The Washington Bankers Association and the American Bankers Association (taxpayers) filed a lawsuit, arguing that the tax violated the Dormant Commerce Clause (“DCC”) of the US Constitution. At trial, the court found that taxpayers had standing to challenge the tax under the Uniform Declaratory Judgments Act (âUDJAâ) and found that the additional progressive tax rate discriminated against businesses located in outside the state, in violation of the DCC. The court of first instance refused to reconsider its decision. The Washington Department of Revenue then appealed directly to the Washington State Supreme Court.
The Washington Supreme Court ruled in favor of the trial court regarding standing and accepted the case. Although taxpayers argued that there was a disproportionate economic effect on large financial institutions outside the state, the court discussed the previous DCC (largely from the U.S. Supreme Court) that a disproportionate economic effect on its own does not make a tax discriminatory. Ultimately, the Washington Supreme Court concluded that the tax was both apparently neutral (the tax is not, by its terms, discriminatory against businesses located out of state. ) and non-discriminatory in its effects (the tax, in its application, is nevertheless not prejudicial to State taxpayers).
The Washington Supreme Court based this conclusion on the facial neutrality of the law (all financial institutions are subject to the same $ 1 billion threshold) and the absence of a burden on interstate commerce (the law simply increases the rate of d taxation of specified financial institutions, it does not prevent them from doing business in Washington, nor does it impede the flow of goods between states or distinguish between domestic and foreign financial institutions).
The Washington Supreme Court also considered the taxpayer’s argument that the tax failed the âinternal consistency testâ under the DCC. As the Washington Supreme Court stated, to pass this test, an individual “state tax [must be]consistent so that if applied by all jurisdictions there would be no unacceptable interference with free trade through multiple taxation. tax, distributed on the basis of income attributable to the State, this does not result in multiple taxation.
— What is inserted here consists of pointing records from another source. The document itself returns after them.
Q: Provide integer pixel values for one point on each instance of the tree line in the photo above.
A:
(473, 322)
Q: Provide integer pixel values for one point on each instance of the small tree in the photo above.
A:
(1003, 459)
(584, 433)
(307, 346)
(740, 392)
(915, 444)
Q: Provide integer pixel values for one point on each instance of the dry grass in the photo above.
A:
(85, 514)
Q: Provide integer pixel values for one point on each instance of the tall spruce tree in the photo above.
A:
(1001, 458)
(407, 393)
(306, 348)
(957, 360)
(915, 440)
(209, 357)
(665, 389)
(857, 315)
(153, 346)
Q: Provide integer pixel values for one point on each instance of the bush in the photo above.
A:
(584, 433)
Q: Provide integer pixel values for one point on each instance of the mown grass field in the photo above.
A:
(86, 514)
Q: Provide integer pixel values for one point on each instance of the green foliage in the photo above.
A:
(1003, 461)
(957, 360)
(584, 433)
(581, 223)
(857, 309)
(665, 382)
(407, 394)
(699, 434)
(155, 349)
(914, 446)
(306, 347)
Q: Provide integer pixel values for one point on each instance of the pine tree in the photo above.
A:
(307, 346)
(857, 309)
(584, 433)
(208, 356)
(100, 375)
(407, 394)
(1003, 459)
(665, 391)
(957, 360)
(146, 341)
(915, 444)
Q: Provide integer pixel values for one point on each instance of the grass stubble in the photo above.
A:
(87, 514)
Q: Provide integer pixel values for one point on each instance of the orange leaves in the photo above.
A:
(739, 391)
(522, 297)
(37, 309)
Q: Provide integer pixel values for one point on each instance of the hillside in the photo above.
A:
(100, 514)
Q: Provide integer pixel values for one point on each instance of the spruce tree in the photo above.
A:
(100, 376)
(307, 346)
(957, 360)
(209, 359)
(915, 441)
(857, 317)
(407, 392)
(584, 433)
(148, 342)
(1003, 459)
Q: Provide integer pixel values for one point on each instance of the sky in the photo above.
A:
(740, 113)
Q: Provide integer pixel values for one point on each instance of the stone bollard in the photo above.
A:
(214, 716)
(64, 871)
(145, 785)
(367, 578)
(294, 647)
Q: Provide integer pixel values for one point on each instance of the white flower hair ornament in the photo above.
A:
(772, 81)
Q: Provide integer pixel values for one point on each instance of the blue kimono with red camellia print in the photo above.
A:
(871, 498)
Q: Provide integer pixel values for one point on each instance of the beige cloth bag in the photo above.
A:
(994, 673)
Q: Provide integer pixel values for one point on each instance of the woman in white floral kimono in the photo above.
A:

Finally, the Washington Supreme Court rejected the argument that the intention of the state legislature in enacting the tax was discriminatory, concluding that the express intention of the bill was to remedy Washington’s regressive tax code. and generate income for essential services. The court also assessed the statements of lawmakers during the review of the bill and found that these statements indicated an intention to benefit the people of Washington, but not an intention to impose a tax that treated specified financial institutions. in Washington State differently from non-state financial institutions. financial institutions. Together, the court ruled that this was enough to survive a rational basis review.
However, this case is unlikely to be over – taxpayers are large organizations with significant tax debt at stake. It wouldn’t be surprising to see taxpayers seeking certiorari from the United States Supreme Court. Given the many questions regarding the Washington state tax code (including the city’s income tax challenges and the likely capital gains tax challenges recently passed by the state) , as well as the DCC jurisprudence of the United States Supreme Court, this will be an interesting case to follow. We will keep you posted if this matter progresses further.
The content of this article is intended to provide a general guide on the subject. Specialist advice should be sought regarding your particular situation.